Weston Andrew Valleau Price (September 6, 1870 – January 23, 1948) was a dentist known primarily for his theories on the relationship between nutrition, dental health, and physical health. He founded the research institute of the National Dental Association, which later became the research section of the American Dental Association, and served as its chair from 1914–1928.
Price initially did dental research。 However, by 1930, he had shifted his interest to nutrition. In 1939, he published "Nutrition and Physical Degeneration", detailing his global travels studying the diets and nutrition of various cultures. The book concludes that aspects of a modern Western diet (particularly flour, sugar, and modern processed vegetable fats) cause nutritional deficiencies that are a cause of many dental issues and health problems.
This book details a series of ethnographic nutritional studies he performed across diverse cultures, including the Lötschental in Switzerland, Native Americans, Polynesians, Pygmies, and Aborigines -- 14 cultures altogether. The research materials include some 15,000 photographs, 4,000 slides, and many filmstrips.
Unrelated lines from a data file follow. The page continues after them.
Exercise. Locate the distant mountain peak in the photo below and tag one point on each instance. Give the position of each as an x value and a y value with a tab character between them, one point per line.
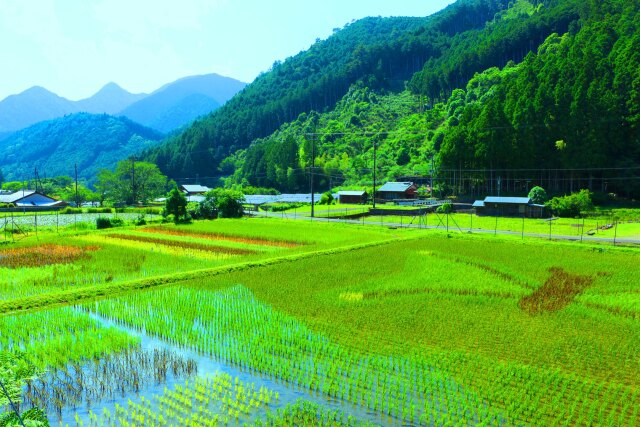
37	90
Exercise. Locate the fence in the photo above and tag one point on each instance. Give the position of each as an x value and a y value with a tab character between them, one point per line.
13	225
605	230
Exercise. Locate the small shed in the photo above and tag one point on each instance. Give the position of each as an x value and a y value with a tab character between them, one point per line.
194	190
509	206
30	199
353	197
397	191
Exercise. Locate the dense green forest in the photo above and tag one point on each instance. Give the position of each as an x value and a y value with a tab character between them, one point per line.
90	141
495	98
381	52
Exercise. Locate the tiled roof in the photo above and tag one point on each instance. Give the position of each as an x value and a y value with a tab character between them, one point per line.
396	187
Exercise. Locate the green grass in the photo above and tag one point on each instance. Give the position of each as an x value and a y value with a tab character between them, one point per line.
404	322
454	302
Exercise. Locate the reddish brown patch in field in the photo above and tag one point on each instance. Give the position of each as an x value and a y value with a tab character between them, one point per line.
557	292
183	245
38	256
219	236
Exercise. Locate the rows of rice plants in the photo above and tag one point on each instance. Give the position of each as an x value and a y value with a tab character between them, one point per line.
83	384
305	413
171	250
181	244
231	325
57	337
173	231
563	364
38	256
201	401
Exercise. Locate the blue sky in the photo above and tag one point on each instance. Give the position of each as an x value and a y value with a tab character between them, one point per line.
74	47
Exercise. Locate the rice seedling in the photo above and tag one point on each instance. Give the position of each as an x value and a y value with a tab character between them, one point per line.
182	244
83	383
304	413
38	256
231	325
55	338
220	237
201	401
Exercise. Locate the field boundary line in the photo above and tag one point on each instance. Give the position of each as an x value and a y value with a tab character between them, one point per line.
108	290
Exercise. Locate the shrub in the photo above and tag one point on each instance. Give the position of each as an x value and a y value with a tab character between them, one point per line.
279	207
572	205
538	195
98	210
69	210
176	205
326	199
102	222
141	220
445	208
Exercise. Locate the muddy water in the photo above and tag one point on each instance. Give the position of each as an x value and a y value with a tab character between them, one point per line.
289	393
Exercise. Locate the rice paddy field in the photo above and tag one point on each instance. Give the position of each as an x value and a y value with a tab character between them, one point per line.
272	322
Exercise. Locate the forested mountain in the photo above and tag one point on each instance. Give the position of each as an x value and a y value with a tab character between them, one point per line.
91	141
31	106
111	99
166	109
37	104
381	52
179	103
496	97
566	117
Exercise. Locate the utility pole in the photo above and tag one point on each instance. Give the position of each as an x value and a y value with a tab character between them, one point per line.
374	172
432	185
313	169
75	167
133	180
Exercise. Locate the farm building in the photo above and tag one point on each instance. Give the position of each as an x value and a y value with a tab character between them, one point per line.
509	206
353	197
397	191
194	190
31	199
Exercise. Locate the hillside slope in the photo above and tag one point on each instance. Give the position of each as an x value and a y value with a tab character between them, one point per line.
567	117
91	141
111	99
31	106
381	52
179	103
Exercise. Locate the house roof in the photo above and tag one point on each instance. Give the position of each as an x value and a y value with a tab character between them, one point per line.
396	187
352	193
195	188
508	200
259	199
18	195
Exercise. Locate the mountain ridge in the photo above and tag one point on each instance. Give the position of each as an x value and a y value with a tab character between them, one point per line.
92	141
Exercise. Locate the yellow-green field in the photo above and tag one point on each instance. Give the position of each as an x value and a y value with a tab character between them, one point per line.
366	324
In the book, Price claimed that various diseases endemic to Western cultures of the 1920s and 1930s – from dental caries to tuberculosis – were rarely present in non-Western cultures. He argued that as non-Western groups abandoned indigenous diets and adopted Western patterns of living, they showed increases in typical Western diseases. He concluded that Western methods of commercially preparing and storing foods stripped away vitamins and minerals necessary to prevent these diseases.
The 1939 foreword to the book, written by physical anthropologist Earnest A. Hooton, lauded Price's work for confirming previous research that dental caries were less prevalent in "savages" and attempting to establish the etiology for this difference. In 1940, a review in the Canadian Medical Association Journal called the book "a masterpiece of research", comparing Price's impact on nutrition to that of Ivan Pavlov in digestion. In 1950, a review in the journal The Laryngoscope said that Dr. Price might well be called "The Charles Darwin of Nutrition" while describing Price's documentation of his global travel and research in a book.
Price looked specifically for indigenous groups that achieved perfect health on plant foods only. He found none. He wrote, " I have as yet found no group that was building and maintaining good bodies exclusively on plant foods."